Ева снова улыбается. Алый листок мелькает у её плеча..
Вспоминает, как ревновала Бальзака к женщинам, а он нежно оправдывался, предоставляя райское алиби: сотни исписанных страниц.
Однажды Бальзак послал пианиста, Ференца Листа, в Питер, передать записочку примирения, Евы, после их ссоры.
Святая простота! Послать красивого, пышущего молодостью, первого ловеласа Европы, к томящейся по любви, женщине бальзаковского возраста, тела и души!
Бальзак просто видел за неприглядной оболочкой своего тела, прекрасного ангела.. и в любимой видел ангела.
У него вообще была чудесная мысль, что вся жизнь, от первого цветения материи миллиарды лет назад, от маленькой былинки до человека и дальше.. планомерно развиваются до ангела, и помогают им в этом, творчество и любовь: два вечных крыла.
Музыкант должен был сыграть свою маленькую мелодию любви на сердце Евы.
В нём тоже, был заключён ангел…
Если тело, выключить как свет, то ревность почти бессмысленна.
Любовь имеет много притоков, а возможно и душ.
Листок коснулся плеча Евы в саду возле дома.
Она коснулась плеча щекой, мысленно прижавшись к своему Оноре: он ей как-то сказал, что они вдвоём — андрогин.
Бальзак вообще был странно одержим темой андрогинности, гомосексуальности и гермафродитизма, и не раз говорил Еве, сжимая её в страстных объятиях, что лишь поэт может доставить женщине подлинное наслаждение, потому что в нём есть.. что-то женственное.
Улыбка Евы у себя на плече… Закрывает глаза и тихо гладит плечо.
А было бы забавно, безумно таинственно и уникально, если бы Бальзак, так понявший природу женщин и мужчин, соединив их в сияющую природу андрогина в любви, был бы… гермафродитом.
Единственным из всех великих писателей!
Шумит листва и звёзды в окошке. Нужно возвращаться.
Ева касается звёздной листвы на окошке, и тихо улыбается, вспоминая, как Бальзак ей рассказывал о том, как однажды отправился в другую страну на карете с очаровательной поэтессой, переодетой.. в мужчину, не менее очаровательного.
Уже потом, после смерти Бальзака, поэтесса написала любопытный рассказ об этом, заметив, что душа Бальзака ей диктовала.
Рассказ действительной милый, особенно эпизод, когда они остановились возле реки и утомлённа поэтесса с усиками и во фраке, захотела освежиться, искупаться.
Интересно, — размышляет Ева, — Оноре догадался, что он.. путешествовал со своей душой, её милым, женственным бликом? Можно ли ревновать человека к душе? Иногда люди находят в других людях.. свою милую душу.

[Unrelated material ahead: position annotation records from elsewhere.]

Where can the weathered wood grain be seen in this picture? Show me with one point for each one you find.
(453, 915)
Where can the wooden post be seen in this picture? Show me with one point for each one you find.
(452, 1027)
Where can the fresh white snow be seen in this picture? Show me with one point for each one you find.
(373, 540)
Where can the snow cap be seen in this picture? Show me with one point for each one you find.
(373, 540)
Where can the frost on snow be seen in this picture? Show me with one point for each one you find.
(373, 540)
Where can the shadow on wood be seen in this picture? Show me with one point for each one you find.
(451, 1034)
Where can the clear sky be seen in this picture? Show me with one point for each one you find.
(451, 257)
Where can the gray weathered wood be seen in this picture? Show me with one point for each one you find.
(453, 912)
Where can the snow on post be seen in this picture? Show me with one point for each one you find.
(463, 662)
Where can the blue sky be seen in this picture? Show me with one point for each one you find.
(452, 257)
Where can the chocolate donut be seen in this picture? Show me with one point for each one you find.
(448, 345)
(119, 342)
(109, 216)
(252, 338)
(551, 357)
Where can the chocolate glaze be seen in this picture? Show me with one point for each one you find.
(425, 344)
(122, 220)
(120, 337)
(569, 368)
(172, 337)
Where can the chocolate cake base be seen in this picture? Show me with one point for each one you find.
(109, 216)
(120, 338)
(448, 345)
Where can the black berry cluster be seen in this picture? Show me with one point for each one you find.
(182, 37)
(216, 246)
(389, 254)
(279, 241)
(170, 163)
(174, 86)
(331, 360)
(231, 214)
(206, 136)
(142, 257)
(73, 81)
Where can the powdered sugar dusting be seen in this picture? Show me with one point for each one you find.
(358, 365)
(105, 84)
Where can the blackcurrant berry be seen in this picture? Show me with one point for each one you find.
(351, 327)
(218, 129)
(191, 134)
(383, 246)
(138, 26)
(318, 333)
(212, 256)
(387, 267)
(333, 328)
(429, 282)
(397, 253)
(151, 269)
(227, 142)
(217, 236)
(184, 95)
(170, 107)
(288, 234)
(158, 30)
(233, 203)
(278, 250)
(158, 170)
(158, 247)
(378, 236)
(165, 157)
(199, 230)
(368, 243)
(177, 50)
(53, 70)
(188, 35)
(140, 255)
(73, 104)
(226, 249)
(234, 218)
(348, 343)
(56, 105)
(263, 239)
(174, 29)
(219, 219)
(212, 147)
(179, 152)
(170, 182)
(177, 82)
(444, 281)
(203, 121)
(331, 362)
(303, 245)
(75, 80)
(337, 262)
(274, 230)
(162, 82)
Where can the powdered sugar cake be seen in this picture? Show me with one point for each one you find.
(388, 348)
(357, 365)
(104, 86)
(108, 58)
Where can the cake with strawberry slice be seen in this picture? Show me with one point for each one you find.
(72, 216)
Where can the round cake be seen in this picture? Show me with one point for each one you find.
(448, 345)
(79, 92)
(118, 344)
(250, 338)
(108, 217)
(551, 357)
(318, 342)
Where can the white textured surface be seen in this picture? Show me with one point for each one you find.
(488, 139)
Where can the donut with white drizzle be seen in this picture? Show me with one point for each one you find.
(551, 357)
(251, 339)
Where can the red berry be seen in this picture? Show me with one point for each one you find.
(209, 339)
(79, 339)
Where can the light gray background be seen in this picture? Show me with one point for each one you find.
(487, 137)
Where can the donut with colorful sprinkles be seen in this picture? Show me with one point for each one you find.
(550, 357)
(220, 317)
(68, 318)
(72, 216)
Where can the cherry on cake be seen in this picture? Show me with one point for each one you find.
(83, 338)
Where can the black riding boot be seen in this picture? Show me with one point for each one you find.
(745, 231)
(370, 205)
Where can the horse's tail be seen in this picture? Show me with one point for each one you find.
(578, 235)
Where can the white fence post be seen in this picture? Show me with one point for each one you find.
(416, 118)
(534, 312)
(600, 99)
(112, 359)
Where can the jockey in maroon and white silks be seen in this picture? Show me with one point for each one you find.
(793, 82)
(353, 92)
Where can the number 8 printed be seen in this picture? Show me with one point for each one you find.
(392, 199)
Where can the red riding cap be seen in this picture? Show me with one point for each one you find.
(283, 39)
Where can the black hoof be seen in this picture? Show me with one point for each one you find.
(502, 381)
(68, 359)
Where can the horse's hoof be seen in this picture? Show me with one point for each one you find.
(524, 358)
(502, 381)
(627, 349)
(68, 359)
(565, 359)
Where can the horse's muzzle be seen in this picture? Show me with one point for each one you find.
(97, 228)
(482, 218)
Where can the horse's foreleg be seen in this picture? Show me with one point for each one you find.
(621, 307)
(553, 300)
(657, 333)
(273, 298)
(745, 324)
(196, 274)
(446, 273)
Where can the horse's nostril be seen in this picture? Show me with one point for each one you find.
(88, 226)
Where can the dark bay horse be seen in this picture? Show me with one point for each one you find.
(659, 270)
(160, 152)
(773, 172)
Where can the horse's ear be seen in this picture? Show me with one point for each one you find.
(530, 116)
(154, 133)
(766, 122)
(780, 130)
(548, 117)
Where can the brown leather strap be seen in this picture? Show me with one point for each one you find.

Ева возвращается в дом. Она ещё не знает, что спустя много лет, эту милую поэтессу, уже старую, неподалёку задавит омнибус, и её, без памяти, изувеченную, поместят в больничной палате — которая ещё не построена даже, — находящейся на расстоянии руки от кровати, на которой сейчас умирает Бальзак.
Что было потом с ангелом? С Евой?
А что с ними бывает чаще всего, особенно если любовь или тот, кого любишь, умирает? Падение…
Попытка самой дописать незавершённый роман Бальзака, поиск того, кто бы это сделал: пошленький и малоизвестный писатель.
Роман дописывается и.. выходит под именем Бальзака: для писателя — высший род измены и ад.
А потом был художник и долгая, ровная, как в уютном аду, жизнь с ним, похожая на какую-то мимолётную, пошленькую строчку Бальзака, какие иногда встречаются в его дивном творчестве: она позлотила бы даже грязь, своей небесной улыбкой..
..............
- Саш, открой дверь. Что-то случилось? Почему ты плачешь?
Пожалуйста, не молчи, открой… Ну открой же, я переживаю за тебя! (слёзы в голосе и словно бы даже в касаниях двери: касания стекают как дождь на осеннем окне..).